For the purpose of mobilizing the resources of the Fund in order to
help reduce poverty and improve the lives of residents of poor countries and,
in particular, to allow those poor countries with unsustainable debt burdens
to receive deeper, broader, and faster debt relief, without allowing gold to
reach the open market or otherwise adversely affecting the market price of
gold, the Secretary of the Treasury is authorized to instruct the United
States Executive Director of the Fund to vote—
(1) to approve an arrangement whereby the Fund—
(A) sells a quantity of its gold at prevailing market prices to a member or
members in nonpublic transactions sufficient to generate 2.226 billion
Special Drawing Rights in profits on such sales;
(B) immediately after, and in conjunction with each such sale, accepts
payment by such member or members of such gold to satisfy existing repurchase
obligations of such member or members so that the Fund retains ownership of
the gold at the conclusion of such payment; and
(C) uses the earnings on the investment of the profits of such sales
through a separate subaccount, only for the purpose of providing debt relief
from the Fund under the modified Heavily Indebted Poor Countries (HIPC)

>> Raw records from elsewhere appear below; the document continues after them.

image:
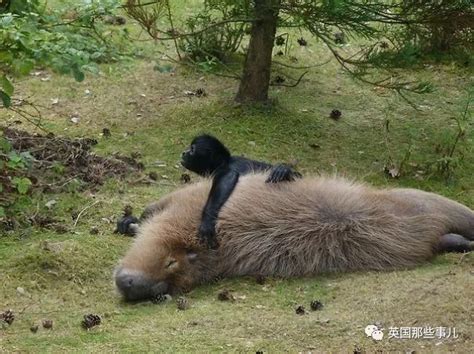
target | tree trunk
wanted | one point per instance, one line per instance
(256, 74)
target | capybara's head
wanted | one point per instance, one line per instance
(166, 257)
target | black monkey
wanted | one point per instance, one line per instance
(207, 156)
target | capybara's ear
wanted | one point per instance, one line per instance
(192, 256)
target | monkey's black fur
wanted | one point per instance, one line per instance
(207, 156)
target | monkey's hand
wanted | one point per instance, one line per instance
(282, 173)
(207, 236)
(127, 225)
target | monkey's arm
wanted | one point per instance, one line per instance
(281, 172)
(223, 184)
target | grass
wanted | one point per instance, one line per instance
(65, 276)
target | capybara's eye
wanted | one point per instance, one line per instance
(170, 263)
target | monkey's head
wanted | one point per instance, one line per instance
(166, 257)
(205, 154)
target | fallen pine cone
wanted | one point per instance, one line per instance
(316, 305)
(182, 303)
(225, 295)
(335, 114)
(90, 321)
(48, 324)
(300, 310)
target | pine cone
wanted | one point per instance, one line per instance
(225, 295)
(302, 42)
(48, 324)
(182, 303)
(316, 305)
(34, 328)
(90, 321)
(335, 114)
(185, 178)
(158, 299)
(279, 40)
(127, 210)
(260, 279)
(300, 310)
(279, 79)
(8, 316)
(200, 92)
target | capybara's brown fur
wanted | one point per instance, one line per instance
(310, 226)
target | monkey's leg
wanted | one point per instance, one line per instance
(455, 243)
(281, 173)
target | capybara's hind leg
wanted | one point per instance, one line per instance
(455, 243)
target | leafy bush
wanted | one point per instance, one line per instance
(435, 28)
(13, 183)
(70, 40)
(214, 38)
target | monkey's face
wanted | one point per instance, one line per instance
(197, 159)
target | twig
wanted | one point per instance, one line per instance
(170, 19)
(301, 67)
(292, 85)
(83, 210)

Initiative (as defined in section 1623 of the International Financial
Institutions Act); and
(2) to support a decision that shall terminate the Special Contingency
Account 2 (SCA-2) of the Fund so that the funds in the SCA-2 shall be made
available to the poorest countries. Any funds attributable to the United
States participation in SCA-2 shall be used only for debt relief from the
Fund under the modified HIPC Initiative.
[22 USC 286nn. As added by act of Nov. 29, 1999 (113 Stat.
1501A-316) and amended by act of Nov. 6, 2000 (114 Stat.